It has been a great weekend at Maanzoni Lodge where the second edition of Word Camp Kenya was held. If you missed the first edition, we covered it here. This year’s theme was “Responsible blogging & positive social media influence”. As we’ve discussed earlier here at Afrinnovator, technology should act as an enabler to tackle issues surrounding us. The event sought to empower bloggers to leverage WordPress and technology to promote peace as we head to elections early next year.
Blogger Daudi Were took us through his political activism journey that peaked in 2007 leading him and a few others to building Ushahidi a crisis mapping solution. Ushahidi has now been adopted worldwide and has been used in the haiti earthquake together with monitoring elections in several countries including Nigeria. Another speaker Philip Ogola who heads Social Media at the Kenya Red Cross led us through his #ivolunteer campaign that enables normal twitter users report incidents or occurrences that may need Kenya Red Cross attention. Philip and his team monitor tweets with the hash tag, he confirms the incidences and reports to the emergency services near the location. #iVolunteer has proven successful in saving lives and Red Cross plans to adopt it in other countries.
Moses Kemibaro former InMobi’s Director of sales Africa and Isaac Keyet from Automattic talked about the responsive wordpress themes as the next step in web development. Definition of Responsive theme from Surf New Media:
A responsive theme (as the one used for this website), is an approach to web development that allows a website to break itself down smoothly across multiple monitor sizes, screen resolutions, and platforms, be it a computer, tablet or mobile device. It allows the developer to create a site that is optimized for each platform, both in navigation, readability and load time.
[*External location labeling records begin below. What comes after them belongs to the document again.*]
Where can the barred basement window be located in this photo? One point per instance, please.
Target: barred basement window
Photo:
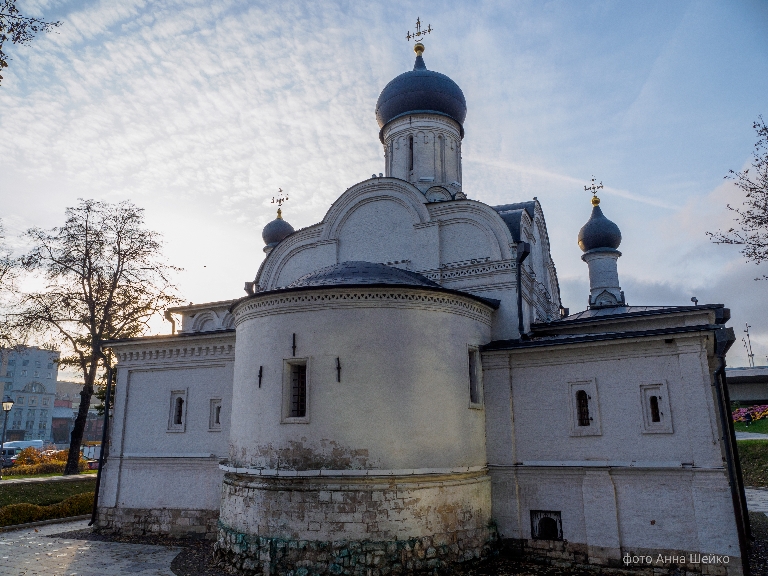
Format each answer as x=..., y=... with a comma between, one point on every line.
x=582, y=405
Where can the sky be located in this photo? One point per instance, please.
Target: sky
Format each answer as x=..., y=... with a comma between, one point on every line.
x=198, y=111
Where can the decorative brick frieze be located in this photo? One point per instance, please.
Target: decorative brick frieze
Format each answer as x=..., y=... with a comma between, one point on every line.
x=373, y=297
x=173, y=522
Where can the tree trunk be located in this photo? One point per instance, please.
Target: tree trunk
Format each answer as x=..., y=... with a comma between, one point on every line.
x=76, y=438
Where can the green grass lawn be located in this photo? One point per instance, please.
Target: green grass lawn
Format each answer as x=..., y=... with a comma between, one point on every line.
x=753, y=455
x=43, y=493
x=758, y=426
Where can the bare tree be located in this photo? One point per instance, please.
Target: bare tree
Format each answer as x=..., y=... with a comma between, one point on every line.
x=8, y=273
x=751, y=231
x=17, y=28
x=105, y=278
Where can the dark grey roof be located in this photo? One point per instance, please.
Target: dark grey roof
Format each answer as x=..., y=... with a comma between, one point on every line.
x=276, y=231
x=357, y=273
x=620, y=312
x=512, y=213
x=563, y=339
x=421, y=90
x=599, y=232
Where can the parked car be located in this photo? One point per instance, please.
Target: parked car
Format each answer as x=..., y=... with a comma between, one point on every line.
x=8, y=456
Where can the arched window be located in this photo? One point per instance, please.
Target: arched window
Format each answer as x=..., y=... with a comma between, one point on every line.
x=178, y=411
x=410, y=154
x=582, y=407
x=655, y=414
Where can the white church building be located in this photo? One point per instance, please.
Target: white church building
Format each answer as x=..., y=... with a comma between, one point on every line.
x=401, y=389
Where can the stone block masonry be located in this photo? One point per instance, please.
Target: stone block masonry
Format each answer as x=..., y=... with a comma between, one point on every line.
x=354, y=525
x=172, y=522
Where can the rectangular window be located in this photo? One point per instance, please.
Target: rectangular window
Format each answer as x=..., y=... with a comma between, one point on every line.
x=584, y=408
x=296, y=391
x=177, y=416
x=655, y=409
x=214, y=417
x=475, y=378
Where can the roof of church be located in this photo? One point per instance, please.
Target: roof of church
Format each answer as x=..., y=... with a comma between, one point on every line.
x=356, y=273
x=512, y=213
x=421, y=90
x=624, y=312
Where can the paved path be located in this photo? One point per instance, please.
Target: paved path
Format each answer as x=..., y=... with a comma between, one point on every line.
x=757, y=499
x=72, y=478
x=31, y=553
x=751, y=436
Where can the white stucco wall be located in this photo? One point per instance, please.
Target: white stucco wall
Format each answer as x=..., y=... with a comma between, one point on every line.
x=403, y=399
x=627, y=487
x=148, y=465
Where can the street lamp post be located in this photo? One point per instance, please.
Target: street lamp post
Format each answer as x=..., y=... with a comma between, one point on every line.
x=7, y=405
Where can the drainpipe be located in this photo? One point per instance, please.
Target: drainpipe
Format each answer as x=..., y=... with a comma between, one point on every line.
x=523, y=250
x=724, y=338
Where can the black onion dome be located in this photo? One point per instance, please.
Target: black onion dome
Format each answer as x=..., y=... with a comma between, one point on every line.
x=356, y=273
x=421, y=90
x=599, y=232
x=276, y=231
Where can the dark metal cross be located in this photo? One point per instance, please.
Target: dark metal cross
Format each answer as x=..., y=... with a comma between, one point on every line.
x=593, y=187
x=280, y=198
x=419, y=32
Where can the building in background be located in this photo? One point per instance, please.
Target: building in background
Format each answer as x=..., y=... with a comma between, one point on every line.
x=65, y=410
x=748, y=385
x=29, y=374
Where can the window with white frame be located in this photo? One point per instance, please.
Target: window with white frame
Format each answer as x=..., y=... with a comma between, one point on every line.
x=475, y=378
x=177, y=417
x=296, y=391
x=214, y=417
x=656, y=412
x=584, y=408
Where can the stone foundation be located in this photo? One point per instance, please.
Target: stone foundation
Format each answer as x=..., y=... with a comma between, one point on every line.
x=354, y=524
x=172, y=522
x=575, y=555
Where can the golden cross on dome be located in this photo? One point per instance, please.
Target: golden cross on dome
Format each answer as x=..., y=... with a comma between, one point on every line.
x=419, y=34
x=594, y=188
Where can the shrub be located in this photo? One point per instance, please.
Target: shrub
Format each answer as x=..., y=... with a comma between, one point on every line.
x=52, y=467
x=757, y=412
x=22, y=513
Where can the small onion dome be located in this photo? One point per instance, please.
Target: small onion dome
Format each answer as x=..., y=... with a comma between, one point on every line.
x=276, y=231
x=421, y=91
x=598, y=232
x=355, y=273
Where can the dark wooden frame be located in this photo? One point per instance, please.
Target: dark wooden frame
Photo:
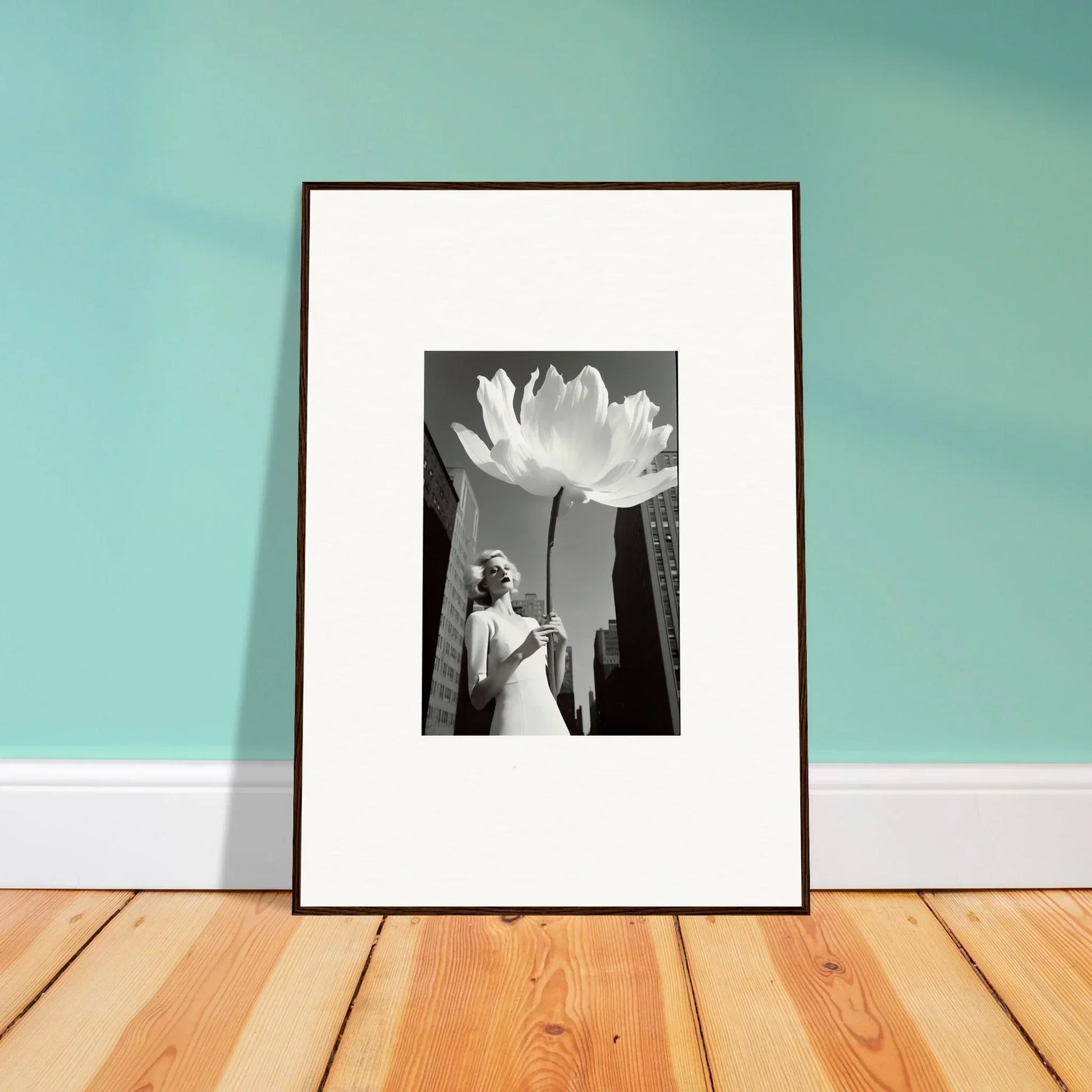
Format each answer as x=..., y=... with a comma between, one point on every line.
x=804, y=909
As you can see when resizing the window (if you are viewing this site on a computer), the layout of the page shifts depending on the size of the screen; with different layouts for content depending on viewing area. Themes (or layouts) such as this, allow for a single site and single look to the site, to be viewed on various devices without the need for additional themes or resizing by the user.
The event wasn’t very technical as other Word Camp events around the globe but David Mugo the organizer mentioned plans to have a local WordPress community. This community plans to bring together local WordPress enthusiasts and focus on the development bit. I’m personally looking forward to this.
Kimanzi Constable talked about how he’s been able to sell over 70,000 ebooks online. He advices bloggers on Key things before you start blogging. Why do you want to be heard? Is it Fame, Money, Impact? What is your core message? From his experience he suggests one should focus on good content and money will follow.
"Write for people NOT search engines." This tip should be the first SEO strategy for everybody. #wcke
— Isaac Keyet (@isaackeyet) November 11, 2012
On SEO and community Building
Lilian Okado took us through Google Authorship. This enables you to have a thumbnail image next to your blog post on search engine results. Viewers are more likely to click on posts with pictures of authors than blog posts without. The easiest way to do this is by using the Wordpres SEO plugin by Yoast.
On the first day of the event, Word Camp Kenya was Trending. It is estimated the tweets reached over 1.5million twitter users. Of course what do you expect from a room full of bloggers and techies
— Philip Ogola (@PhilipOgola) November 10, 2012
The event was a huge success. Great speakers and fabulous attendees. I’m looking forward to next year’s Word Camp Kenya, so should you.